Desde la medianoche del viernes, estas tarifas han comenzado a aplicarse, afectando una amplia gama de mercancías. En respuesta, Canadá ha anunciado que impondrá aranceles equivalentes a productos estadounidenses a partir del 8 de septiembre.
Este giro marca un cambio drástico respecto a la situación de hace apenas tres días, cuando el presidente Donald Trump había suspendido temporalmente los nuevos aranceles, sugiriendo que un acuerdo estaba cerca.
El jueves, el ministro canadiense de comercio, Dominic LeBlanc, había declarado que ambos países estaban “muy cerca” de un entendimiento tras reunirse con el representante comercial estadounidense, Jamieson Greer.
Sin embargo, las conversaciones se prolongaron hasta la noche del viernes sin lograr superar las diferencias. Minutos antes del plazo final, el primer ministro canadiense, Mark Carney, suspendió las negociaciones y ordenó a su equipo regresar a Ottawa.
Carney reconoció avances en las conversaciones, pero afirmó que no fueron suficientes para proteger los intereses de Canadá. Atribuyó el fracaso a cambios de última hora por parte de EE. UU., calificándolos de injustos y perjudiciales.

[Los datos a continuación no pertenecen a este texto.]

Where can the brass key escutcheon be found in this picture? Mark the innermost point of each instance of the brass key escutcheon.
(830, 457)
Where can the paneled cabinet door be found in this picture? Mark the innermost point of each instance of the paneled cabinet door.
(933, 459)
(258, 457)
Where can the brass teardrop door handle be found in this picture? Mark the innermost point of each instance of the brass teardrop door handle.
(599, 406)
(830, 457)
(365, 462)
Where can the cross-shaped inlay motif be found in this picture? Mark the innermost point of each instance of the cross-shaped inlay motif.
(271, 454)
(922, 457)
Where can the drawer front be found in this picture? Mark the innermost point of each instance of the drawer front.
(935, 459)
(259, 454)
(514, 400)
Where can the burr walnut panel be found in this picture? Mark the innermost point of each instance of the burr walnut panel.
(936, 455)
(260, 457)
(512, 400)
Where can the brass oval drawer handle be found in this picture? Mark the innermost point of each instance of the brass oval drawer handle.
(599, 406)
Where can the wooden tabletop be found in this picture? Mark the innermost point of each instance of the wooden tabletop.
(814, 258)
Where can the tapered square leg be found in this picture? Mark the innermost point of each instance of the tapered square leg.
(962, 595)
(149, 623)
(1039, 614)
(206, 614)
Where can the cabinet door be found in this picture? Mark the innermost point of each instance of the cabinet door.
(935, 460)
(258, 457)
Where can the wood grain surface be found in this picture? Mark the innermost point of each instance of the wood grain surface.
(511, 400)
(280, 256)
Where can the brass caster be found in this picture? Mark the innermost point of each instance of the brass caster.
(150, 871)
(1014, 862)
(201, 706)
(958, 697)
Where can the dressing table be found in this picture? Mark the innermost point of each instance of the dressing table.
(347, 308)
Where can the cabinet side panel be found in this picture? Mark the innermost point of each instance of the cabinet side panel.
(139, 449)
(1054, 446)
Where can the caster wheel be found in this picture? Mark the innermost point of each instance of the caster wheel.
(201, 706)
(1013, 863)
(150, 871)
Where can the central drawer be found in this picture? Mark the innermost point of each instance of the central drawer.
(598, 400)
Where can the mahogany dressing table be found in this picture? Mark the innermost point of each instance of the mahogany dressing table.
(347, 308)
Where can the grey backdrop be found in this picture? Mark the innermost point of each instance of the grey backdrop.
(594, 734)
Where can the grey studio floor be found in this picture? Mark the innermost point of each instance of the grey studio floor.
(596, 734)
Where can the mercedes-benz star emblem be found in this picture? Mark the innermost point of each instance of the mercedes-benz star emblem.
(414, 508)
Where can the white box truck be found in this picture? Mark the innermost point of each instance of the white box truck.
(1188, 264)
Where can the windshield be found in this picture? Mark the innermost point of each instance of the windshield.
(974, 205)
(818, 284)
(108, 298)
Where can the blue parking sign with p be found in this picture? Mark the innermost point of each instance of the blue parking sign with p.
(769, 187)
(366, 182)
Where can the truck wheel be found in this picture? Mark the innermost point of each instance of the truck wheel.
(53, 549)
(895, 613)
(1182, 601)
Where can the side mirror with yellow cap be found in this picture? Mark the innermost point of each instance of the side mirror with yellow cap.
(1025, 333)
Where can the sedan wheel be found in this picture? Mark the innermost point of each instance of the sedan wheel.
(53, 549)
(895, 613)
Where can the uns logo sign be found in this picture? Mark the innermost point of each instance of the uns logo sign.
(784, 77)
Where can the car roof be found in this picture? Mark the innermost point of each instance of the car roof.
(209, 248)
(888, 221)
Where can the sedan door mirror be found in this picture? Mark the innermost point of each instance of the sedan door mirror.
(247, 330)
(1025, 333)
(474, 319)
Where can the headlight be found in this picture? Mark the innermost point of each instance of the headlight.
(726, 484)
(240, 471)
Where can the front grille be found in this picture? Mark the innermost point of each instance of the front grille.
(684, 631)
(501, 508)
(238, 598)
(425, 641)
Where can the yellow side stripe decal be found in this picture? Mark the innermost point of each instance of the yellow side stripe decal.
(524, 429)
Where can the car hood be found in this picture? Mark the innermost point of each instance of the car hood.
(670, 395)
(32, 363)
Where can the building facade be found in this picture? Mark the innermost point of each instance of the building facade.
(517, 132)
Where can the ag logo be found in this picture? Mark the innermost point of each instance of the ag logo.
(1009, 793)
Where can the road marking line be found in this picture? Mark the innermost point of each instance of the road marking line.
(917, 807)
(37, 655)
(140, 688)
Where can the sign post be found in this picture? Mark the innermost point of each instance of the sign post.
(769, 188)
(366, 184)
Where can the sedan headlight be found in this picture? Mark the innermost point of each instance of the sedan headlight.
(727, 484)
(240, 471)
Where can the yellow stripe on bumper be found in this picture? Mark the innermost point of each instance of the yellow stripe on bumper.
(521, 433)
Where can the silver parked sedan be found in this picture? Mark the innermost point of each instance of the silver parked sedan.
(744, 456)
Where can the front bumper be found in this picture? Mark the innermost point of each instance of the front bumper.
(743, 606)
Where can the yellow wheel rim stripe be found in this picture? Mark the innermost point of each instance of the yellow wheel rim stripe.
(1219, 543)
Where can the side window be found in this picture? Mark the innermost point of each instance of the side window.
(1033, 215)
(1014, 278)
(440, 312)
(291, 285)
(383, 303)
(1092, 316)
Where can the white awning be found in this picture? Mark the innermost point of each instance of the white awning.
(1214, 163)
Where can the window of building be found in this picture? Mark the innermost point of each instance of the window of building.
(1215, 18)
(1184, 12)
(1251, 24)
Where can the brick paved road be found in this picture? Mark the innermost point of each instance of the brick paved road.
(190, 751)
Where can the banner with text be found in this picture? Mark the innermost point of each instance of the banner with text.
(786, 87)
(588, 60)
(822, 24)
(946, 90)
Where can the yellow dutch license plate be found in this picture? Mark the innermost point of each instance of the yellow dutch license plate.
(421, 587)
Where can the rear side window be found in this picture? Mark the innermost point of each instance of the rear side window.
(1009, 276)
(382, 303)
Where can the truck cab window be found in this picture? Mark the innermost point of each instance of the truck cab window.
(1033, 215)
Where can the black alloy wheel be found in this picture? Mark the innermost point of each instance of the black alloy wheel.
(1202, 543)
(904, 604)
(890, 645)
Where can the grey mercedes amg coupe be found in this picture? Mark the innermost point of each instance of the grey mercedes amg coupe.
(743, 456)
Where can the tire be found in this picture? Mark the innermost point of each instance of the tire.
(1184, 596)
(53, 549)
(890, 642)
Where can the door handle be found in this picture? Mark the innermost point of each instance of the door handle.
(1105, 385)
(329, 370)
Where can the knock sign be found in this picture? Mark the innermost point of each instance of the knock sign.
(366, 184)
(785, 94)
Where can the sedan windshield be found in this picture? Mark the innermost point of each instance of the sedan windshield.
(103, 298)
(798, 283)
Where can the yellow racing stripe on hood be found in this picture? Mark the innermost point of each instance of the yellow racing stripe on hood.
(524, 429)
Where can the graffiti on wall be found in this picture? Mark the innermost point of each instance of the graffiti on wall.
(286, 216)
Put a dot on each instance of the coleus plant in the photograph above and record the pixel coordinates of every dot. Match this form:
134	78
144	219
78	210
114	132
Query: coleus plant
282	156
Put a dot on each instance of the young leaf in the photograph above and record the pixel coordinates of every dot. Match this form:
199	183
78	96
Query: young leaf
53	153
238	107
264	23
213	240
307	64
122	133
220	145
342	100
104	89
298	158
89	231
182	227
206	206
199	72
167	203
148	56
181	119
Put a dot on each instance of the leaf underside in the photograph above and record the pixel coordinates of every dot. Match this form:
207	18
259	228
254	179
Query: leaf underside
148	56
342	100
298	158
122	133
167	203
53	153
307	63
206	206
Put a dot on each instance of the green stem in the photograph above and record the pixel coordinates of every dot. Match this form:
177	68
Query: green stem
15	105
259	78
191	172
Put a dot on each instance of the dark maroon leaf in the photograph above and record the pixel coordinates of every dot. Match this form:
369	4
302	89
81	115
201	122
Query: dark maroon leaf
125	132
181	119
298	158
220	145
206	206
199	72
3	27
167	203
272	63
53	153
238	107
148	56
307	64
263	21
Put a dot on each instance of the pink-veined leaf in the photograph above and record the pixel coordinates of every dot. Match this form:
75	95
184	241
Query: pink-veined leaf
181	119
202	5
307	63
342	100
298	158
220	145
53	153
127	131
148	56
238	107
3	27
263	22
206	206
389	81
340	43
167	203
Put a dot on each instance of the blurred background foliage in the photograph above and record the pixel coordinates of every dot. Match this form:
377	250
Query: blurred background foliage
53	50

El Gobierno canadiense ha confirmado que responderá con aranceles equivalentes, intensificando así el enfrentamiento comercial entre ambos países.
Por su parte, Greer culpó a Canadá de no cerrar el acuerdo bajo condiciones que, según EE. UU., ya habían sido aceptadas. Washington había ofrecido a Canadá un trato más favorable que a otros grandes exportadores, incluyendo reducciones arancelarias en sectores clave como el acero, aluminio, automóviles y madera.
Las diferencias en estos sectores fueron obstáculos significativos para alcanzar un acuerdo. EE. UU. también exigía que Canadá eliminara medidas de represalia anteriores, como restricciones a bebidas alcohólicas estadounidenses.
La administración Trump argumenta que las políticas canadienses discriminan a sus exportadores, afectando productos como bebidas alcohólicas, lácteos y vehículos.
La medida estadounidense impacta cerca de US$20,000 millones en importaciones canadienses, afectando productos diversos como palos de hockey, materiales de construcción y ropa. La Casa Blanca había anunciado estos aranceles desde el 20 de julio, justificándolos por el trato de Canadá a productos estadounidenses.